The Greater Bay Area, their version of Silicon Valley, will be a real rival. Wait until they are able to entice Taiwanese, South Koreans, Singaporeans and Hong Kongers to come in and build a better mouse trip. It’ll happen.
Proponents of a decoupling from China say that the only way to get them to play by the rules would be to punish them financially. Some in the market are worried that financial sanctions on China’s state owned banks, the largest corporations in the world based on the recently released Forbes Global 2000, would be the beginning of the end of the U.S.-China relationship, dividing the world — perhaps — between the Western capitalist democracies, and the top-down managerial style of the Chinese communist party’s state-directed capitalist model.
Alone Or With Partners?
Even Adam Smith – the “father of free trade” – made clear that it was undesirable for a country to become dependent on its neighbors for key products lest it become unable to protect itself in times of crises.
See the Western world’s lack of ventilators and surgical masks as exhibit A.
Still, there is a positive way, and a negative way to work through what appears to be an obvious desire to remove some supply from mainland China.
From the Henry Jackson Society’s report, negative decoupling will happen if the U.S. and its allies decided to:
1. Adopt legislation and establish mechanisms to constrain Chinese entities from gaining control over strategic industries;
2. Act punitively together against Chinese enterprises that have engaged in unfair trading practices, such as joint sanctions. Right now only the U.S. has sanctions on Hikvision, for example, a partially state owned surveillance systems manufacturer whose cameras guard facilities holding Uighur Muslims in Western China.

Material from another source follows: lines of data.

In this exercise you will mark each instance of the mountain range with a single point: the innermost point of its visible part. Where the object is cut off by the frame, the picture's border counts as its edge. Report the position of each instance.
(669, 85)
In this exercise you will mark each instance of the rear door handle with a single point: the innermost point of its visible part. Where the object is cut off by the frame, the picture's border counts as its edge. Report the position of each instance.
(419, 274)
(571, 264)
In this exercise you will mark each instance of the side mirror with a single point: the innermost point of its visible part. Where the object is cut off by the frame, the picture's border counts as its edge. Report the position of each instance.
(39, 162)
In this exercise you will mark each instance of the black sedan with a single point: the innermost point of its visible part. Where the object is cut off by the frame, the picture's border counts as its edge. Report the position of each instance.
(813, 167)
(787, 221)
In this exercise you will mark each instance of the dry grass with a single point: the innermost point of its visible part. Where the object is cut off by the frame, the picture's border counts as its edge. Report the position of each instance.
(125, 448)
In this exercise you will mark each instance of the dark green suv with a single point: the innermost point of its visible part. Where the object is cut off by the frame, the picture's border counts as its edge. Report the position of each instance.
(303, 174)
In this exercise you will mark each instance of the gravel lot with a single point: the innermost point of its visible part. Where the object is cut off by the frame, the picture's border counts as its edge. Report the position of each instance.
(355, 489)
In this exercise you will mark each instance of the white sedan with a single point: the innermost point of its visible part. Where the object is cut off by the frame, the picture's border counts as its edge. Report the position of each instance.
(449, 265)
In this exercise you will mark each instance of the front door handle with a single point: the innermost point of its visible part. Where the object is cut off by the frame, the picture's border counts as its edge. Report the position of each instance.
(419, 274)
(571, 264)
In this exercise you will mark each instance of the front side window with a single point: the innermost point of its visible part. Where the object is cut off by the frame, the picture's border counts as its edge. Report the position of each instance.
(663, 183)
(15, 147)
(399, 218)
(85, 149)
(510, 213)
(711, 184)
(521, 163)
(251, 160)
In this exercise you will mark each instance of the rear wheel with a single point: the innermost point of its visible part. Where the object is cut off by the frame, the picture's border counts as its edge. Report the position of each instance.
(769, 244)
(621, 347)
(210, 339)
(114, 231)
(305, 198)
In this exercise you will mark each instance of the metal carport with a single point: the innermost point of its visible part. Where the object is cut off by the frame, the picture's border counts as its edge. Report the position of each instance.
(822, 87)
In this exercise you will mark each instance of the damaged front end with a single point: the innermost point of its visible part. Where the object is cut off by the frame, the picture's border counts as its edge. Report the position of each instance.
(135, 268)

3. Enact incremental legislation, at national level, to reduce import dependencies on China.
Then there’s what the report authors call a more positive decoupling, one that does not seek to smash China in the mouth.
1.Adopting a national economic strategy to ensure secure access to goods required to meet strategic industrial needs, which includes localizing these items.

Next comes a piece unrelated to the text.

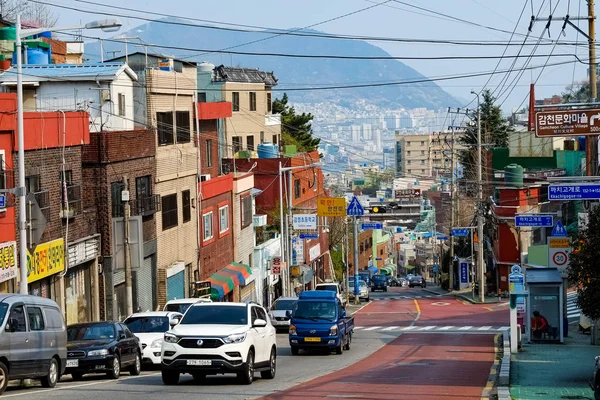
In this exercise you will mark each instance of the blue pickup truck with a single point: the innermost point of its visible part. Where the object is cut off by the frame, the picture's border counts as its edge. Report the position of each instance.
(319, 320)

2. Develop a national infrastructure strategy to reduce dependencies caused by China’s mercantile market distortions in an effort to strengthen independence from China supply chains in key, high paying job creating areas, namely electronic communications, transportation tech, and building national infrastructure, such as better ports utilizing automation to drive down the costs of trading among countries.
This requires the U.S. to focus on STEM subjects in schools instead of the arts and humanities. We are either going to build the world’s best tech, or a few of us will be lucky enough to be able to sing and dance for their CEOs.
Moreover, government and private sector funding for research and development is needed to uphold and restore technological leadership instead of using the money for share buybacks.
A strategic supply chain shift is in the cards.
The Anglo-American Five Eyes countries — U.S., U.K., Canada, Australia and New Zealand — have long been at the vanguard of global development. They have often stood together to resist challenges to the rules-based international system, a system people like Trump believe has been corrupted, in favor of transnational finance and purposefully homeless corporations with no allegiance to a national commonwealth.
If the system is broken, as Trump and the China hawks will attest, then it sets the table for the U.S. to go it alone.
That puts some of the onus on the other countries to try and woo Washington to the table, especially if Trump is re-elected and the desire to break away from China persists next year. But if they don’t come together, it sends the signal to markets that the world’s No. 1 economy will be taking on the world’s No. 2 by itself.
“Nationalist forces in China and in the United States means that there is likely a 60% chance that China will drop the phase one trade agreement given how egregious it is,” says Sebastien Galy, macro strategist for Nordea Asset Management in Luxembourg.
Viewed from China, the odds of the U.S. taking action against them on trade are even higher.
China understands the risk is due, in part, to the presidential campaign.
Investors are not relearning that China trade uncertainty, put to rest for the most part in December, is now back.